Dal proof-of-concept alla produzione: la corsa all’AI enterprise

Il rapporto, basato sulle opinioni di 800 decision maker IT in Europa e Medio Oriente, descrive un punto di svolta: quasi la metà dei proof-of-concept AI (46%) è stata portata in produzione. L’AI a livello enterprise, quindi, sta ingranando e sembra che i risultati siano davvero in grado di giustificare l’entusiasmo che finora trovava riscontro solo nelle previsioni di analisti ed esperti. Gli intervistati, infatti, hanno stimano ritorni medi fino a 2,78 dollari per ogni dollaro investito.

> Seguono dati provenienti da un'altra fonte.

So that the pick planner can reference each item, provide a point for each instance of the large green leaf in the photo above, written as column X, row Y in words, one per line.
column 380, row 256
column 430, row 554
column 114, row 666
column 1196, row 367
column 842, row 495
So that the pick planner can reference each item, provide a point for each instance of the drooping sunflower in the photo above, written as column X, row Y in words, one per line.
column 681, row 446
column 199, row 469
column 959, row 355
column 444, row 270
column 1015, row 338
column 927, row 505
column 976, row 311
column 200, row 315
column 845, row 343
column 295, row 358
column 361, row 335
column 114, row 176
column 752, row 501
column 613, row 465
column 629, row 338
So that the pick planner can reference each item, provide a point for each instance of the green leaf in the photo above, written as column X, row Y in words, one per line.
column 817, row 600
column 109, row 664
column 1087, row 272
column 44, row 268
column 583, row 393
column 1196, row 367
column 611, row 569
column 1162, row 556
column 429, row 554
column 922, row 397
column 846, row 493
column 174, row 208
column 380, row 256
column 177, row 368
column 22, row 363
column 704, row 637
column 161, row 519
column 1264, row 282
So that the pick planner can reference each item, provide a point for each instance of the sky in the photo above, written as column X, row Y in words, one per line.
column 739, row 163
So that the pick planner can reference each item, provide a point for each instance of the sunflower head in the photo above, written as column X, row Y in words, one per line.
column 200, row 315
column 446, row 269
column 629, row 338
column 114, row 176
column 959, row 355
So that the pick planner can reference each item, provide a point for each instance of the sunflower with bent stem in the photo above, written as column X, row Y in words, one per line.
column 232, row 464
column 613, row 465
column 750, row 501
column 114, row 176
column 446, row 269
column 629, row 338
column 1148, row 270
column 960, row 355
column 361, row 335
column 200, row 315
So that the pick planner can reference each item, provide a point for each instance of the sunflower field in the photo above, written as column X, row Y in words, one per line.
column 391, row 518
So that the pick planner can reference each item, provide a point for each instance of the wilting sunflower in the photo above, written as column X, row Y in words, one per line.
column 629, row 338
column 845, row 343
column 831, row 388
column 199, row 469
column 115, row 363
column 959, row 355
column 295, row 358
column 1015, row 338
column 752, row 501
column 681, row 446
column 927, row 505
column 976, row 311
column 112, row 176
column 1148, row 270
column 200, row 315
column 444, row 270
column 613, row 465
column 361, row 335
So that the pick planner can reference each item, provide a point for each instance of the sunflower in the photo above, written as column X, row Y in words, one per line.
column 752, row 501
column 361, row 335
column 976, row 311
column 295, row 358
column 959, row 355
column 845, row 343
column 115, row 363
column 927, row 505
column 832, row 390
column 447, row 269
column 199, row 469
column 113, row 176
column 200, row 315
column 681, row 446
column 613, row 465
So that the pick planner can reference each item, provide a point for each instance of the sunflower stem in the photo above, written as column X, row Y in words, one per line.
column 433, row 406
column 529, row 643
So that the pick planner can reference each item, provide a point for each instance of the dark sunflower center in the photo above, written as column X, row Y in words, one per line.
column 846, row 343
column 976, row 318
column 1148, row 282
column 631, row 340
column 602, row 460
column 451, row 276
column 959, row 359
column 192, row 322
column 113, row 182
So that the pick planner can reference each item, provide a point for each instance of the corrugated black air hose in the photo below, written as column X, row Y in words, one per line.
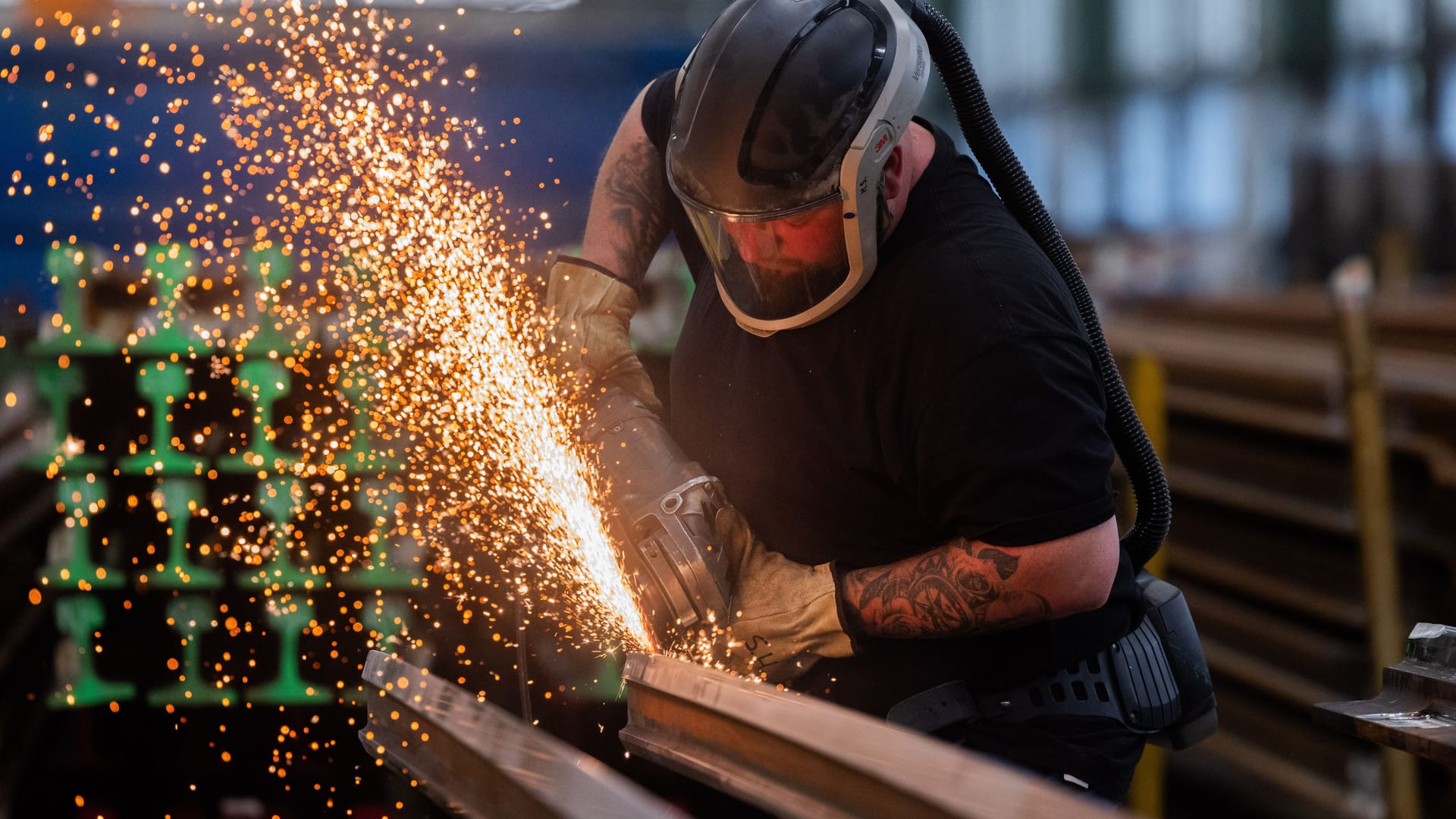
column 1006, row 174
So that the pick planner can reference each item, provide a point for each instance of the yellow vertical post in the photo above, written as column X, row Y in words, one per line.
column 1147, row 385
column 1351, row 287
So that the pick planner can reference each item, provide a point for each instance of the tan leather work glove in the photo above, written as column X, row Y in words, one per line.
column 783, row 615
column 593, row 311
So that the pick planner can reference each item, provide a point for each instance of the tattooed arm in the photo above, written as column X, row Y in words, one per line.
column 628, row 218
column 971, row 588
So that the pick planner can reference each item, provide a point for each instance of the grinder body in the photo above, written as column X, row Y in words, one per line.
column 663, row 509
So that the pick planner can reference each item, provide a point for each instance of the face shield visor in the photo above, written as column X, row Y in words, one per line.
column 781, row 265
column 785, row 115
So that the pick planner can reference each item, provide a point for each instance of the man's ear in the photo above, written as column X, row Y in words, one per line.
column 894, row 172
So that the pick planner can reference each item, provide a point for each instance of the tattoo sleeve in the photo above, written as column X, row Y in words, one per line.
column 959, row 589
column 628, row 218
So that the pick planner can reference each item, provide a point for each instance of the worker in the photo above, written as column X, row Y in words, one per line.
column 886, row 373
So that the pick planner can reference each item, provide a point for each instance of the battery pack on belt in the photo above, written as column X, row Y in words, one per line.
column 1133, row 681
column 1128, row 682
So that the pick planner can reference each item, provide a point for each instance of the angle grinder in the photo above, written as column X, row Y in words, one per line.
column 663, row 509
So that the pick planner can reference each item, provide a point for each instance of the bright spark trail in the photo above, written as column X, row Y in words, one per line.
column 436, row 315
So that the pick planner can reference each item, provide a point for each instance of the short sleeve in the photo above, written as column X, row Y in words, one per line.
column 1014, row 449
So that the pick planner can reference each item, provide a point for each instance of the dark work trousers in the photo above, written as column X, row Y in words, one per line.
column 1068, row 751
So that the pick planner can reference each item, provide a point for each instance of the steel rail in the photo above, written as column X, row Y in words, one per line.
column 795, row 755
column 481, row 761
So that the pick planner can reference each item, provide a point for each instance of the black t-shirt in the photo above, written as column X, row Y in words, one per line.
column 956, row 395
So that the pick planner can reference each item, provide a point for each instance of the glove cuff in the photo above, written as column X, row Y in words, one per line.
column 588, row 264
column 848, row 623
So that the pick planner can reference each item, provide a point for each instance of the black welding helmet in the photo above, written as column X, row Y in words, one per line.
column 785, row 115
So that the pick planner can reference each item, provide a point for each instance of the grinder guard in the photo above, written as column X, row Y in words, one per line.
column 663, row 510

In parallelo, la dinamica di spesa segnala un’accelerazione generalizzata: il 93% degli intervistati prevede di aumentare gli investimenti in AI nei prossimi 12 mesi, con una crescita media della spesa del 10%. E non è soltanto una scommessa di posizionamento: il 94% si aspetta ritorni positivi, segno che la pressione competitiva si intreccia con la richiesta di risultati misurabili in tempi relativamente brevi.

Maturità alta, governance bassa: il rischio dell’eccesso di fiducia

Nel quadro italiano, il 57% delle organizzazioni è prossima o già in una fase avanzata di adozione dell’AI, ma soltanto il 27% dichiara di avere un framework di governance completo. Qui si apre il paradosso: l’AI è ormai riconosciuta come motore di trasformazione e vantaggio competitivo, ma il divario tra ambizione e prontezza resta concreto.

A frenare la piena messa a terra entrano in gioco limiti molto operativi: qualità dei dati, disponibilità di competenze interne, complessità di integrazione e allineamento organizzativo. Inoltre, il report evidenzia anche un certo “eccesso di fiducia” da parte dei CIO che rischia di trasformare la velocità di adozione in esposizione a inefficienze, attriti interni e scelte architetturali non scalabili.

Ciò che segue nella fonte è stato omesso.